Bailey seeks attention and adventure elsewhere
Bailey lives with her brother Hunter and father Bug, who raise them alone in north Kent. Bug doesn’t have much time for them. Barry Keoghan dropped out of Gladiator II (2024) and starred in this film instead.
Edited in Fontaines DC: Bug (2024)
This story of twelve-year-old Bailey features two wonderful performances. (Nykiya Adams). She lives squatting with her dad "Bug" (Barry Keoghan), brother "Hunter" (Jason Buda) and her soon-to-be stepmother "Kayleigh" (Frankie Box).
It’s there that she encounters the rather enigmatic "Bird"; (Franz Rogowski), who is searching for her parents, who lived in the Gravesend Tower near her home
Because of that upcoming wedding and wearing a pretty pink cat costume, she falls out with her well-meaning dad and finds herself left to frolic in the Kent countryside. She decides to try to help this rather strange boy and their lives soon become curiously intertwined as we learn that her mother (Jasmine Jobson) is struggling to build a fractious relationship with her boyfriend, Skate; (James Nelson-Joyce), while also trying to raise three young children. Between searching for her new boyfriend’s parents, wanting to help her mother and siblings, and the pressure from her father to get involved in his own hopes of happiness, young Bailey is not without challenges to look for.
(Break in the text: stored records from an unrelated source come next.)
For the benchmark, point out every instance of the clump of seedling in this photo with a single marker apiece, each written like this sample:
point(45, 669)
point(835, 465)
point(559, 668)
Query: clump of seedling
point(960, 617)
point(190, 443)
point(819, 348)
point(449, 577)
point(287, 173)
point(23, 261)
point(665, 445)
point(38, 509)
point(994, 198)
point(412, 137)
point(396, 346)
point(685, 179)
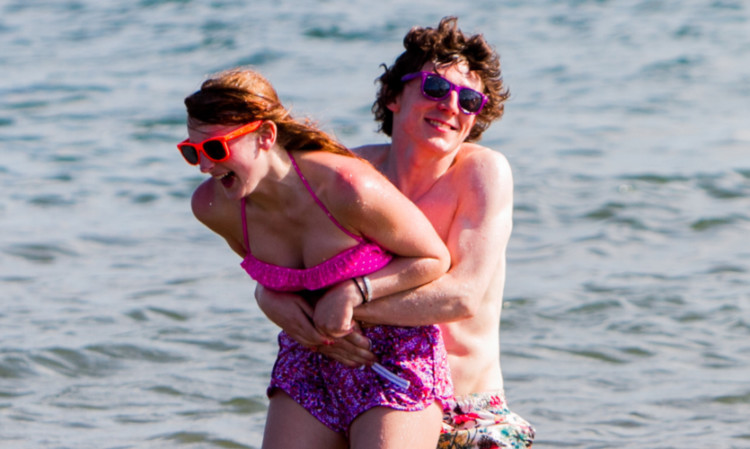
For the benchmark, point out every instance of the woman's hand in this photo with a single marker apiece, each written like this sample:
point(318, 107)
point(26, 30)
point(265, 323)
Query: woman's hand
point(354, 350)
point(291, 313)
point(334, 311)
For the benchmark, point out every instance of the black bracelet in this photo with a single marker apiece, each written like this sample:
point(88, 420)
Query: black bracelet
point(361, 290)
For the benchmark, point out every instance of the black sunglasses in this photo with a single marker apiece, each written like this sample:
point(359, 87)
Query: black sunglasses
point(436, 88)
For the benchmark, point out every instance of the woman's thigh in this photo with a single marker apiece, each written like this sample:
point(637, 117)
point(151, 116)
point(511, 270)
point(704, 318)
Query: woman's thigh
point(289, 426)
point(385, 428)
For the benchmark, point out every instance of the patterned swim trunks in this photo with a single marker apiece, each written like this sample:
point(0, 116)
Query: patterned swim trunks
point(483, 421)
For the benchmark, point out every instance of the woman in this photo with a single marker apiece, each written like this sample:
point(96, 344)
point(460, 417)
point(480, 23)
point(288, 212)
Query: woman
point(307, 216)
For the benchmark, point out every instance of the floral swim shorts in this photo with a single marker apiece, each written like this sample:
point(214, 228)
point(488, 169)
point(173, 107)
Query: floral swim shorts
point(336, 394)
point(483, 421)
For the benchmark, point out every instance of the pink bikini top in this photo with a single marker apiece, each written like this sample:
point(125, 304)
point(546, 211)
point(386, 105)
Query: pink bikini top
point(362, 259)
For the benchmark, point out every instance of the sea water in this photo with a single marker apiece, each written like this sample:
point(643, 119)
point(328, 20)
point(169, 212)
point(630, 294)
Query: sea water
point(124, 323)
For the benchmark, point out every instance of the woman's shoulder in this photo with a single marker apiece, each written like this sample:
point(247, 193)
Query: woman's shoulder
point(211, 207)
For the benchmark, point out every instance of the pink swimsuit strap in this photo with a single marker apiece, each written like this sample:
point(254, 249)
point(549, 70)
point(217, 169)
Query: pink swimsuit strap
point(359, 260)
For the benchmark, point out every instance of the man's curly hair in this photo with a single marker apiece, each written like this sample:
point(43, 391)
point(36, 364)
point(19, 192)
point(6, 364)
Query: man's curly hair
point(444, 46)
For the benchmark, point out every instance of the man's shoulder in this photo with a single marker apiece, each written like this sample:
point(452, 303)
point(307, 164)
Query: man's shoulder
point(482, 163)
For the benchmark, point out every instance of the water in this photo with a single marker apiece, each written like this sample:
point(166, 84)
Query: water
point(125, 323)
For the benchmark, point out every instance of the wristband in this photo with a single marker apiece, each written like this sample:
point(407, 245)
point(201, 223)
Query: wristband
point(361, 290)
point(368, 288)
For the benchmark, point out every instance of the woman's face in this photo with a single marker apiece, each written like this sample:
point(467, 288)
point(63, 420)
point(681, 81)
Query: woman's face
point(235, 174)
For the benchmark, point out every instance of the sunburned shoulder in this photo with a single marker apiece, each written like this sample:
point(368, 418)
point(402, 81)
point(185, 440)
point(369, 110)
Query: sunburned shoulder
point(208, 204)
point(375, 154)
point(345, 174)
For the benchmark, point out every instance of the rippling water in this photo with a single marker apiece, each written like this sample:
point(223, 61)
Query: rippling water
point(125, 323)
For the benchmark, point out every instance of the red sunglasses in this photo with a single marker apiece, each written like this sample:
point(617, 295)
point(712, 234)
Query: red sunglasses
point(214, 148)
It burns slowly, but it works
Keoghan energetically zips around the residential areas on his e-scooter, and his character does a great job of keeping the main characters alive – and it’s on that front that the delightfully understated chemistry between Adams and Adams develops. Rogowski, who mixes their respective stories with a soup of mysticism and plenty of allegorical imagery to deliver some pretty hard-to-grasp themes of freedom, family, and, quite often, fun. There are also some pretty edgy subtexts, and we have no doubt that her life and that of her family have been and will continue to be pretty turbulent, but those things are not brought to us by hammering, but rather by gentle observation and the development of fascinating personalities that develop gently but powerfully over the course of a couple of hours.